In the early 19th century, 6-year-old Henry Wellington is traveling from England to the United States with his father and older brother, James, on a merchant ship when pirates besiege the vessel. Capt. Bloodstone kills Henry’s father but takes Henry, believing the hawk-shaped birthmark on Henry’s chest makes him “marked by the gods.” James, meanwhile, is saved from the fiery wreckage by the passing USS Enterprise. Henry, now called Hawk, remembers little about his family and grows into a skilled and formidable pirate, but when the teenager meets and falls in love with Anna, a young prostitute, he considers leaving behind the only life he’s really known. Abandoning the pirate life isn’t so easy, however, especially when the quartermaster, aptly named Diablo, is envious of the crew’s admiration of Hawk and would rather see the boy dead than be Bloodstone’s successor, and the U.S. Navy’s New Orleans Squadron, including Lt.

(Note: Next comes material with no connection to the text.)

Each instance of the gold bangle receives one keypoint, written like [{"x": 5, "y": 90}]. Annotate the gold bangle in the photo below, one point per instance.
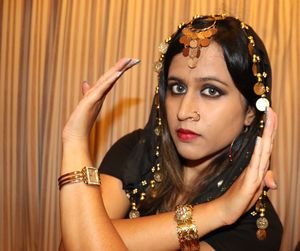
[
  {"x": 88, "y": 175},
  {"x": 186, "y": 229}
]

James Wellington, who presumes his brother is dead, has been established specifically for hunting pirates. The book doesn’t skimp on the hallmarks that pirate fans look for—there are plenty of eye-patches, peg legs and the occasional “Arrr!” But pitting the two estranged brothers against each other adds substantial depth, particularly since Henry’s birthmark is so discernible and makes the scene in which James recognizes him almost inevitable. There’s also an effective mingling of the notions of good and bad; Henry and other pirates, like his friend Wesley, the cook, look squeaky clean next to Bloodstone and Diablo, who are far more bloodthirsty, while James’ relentless pursuit of pirates recalls Bloodstone’s attack in the beginning, as the Squadron kills men and leaves ships in flames. Henry and Anna are smitten rather quickly, but their burgeoning relationship opens the door for a much more riveting quandary, as Henry must decide between his love for his woman or his love of the sea. The story has its slower moments, most notably with the young couple, but lovers of the genre will be appeased with copious action scenes featuring guns, swords, duels and cannon fire.
Nails the traits of a classic pirate tale, with romance and family melodrama to hold the story together.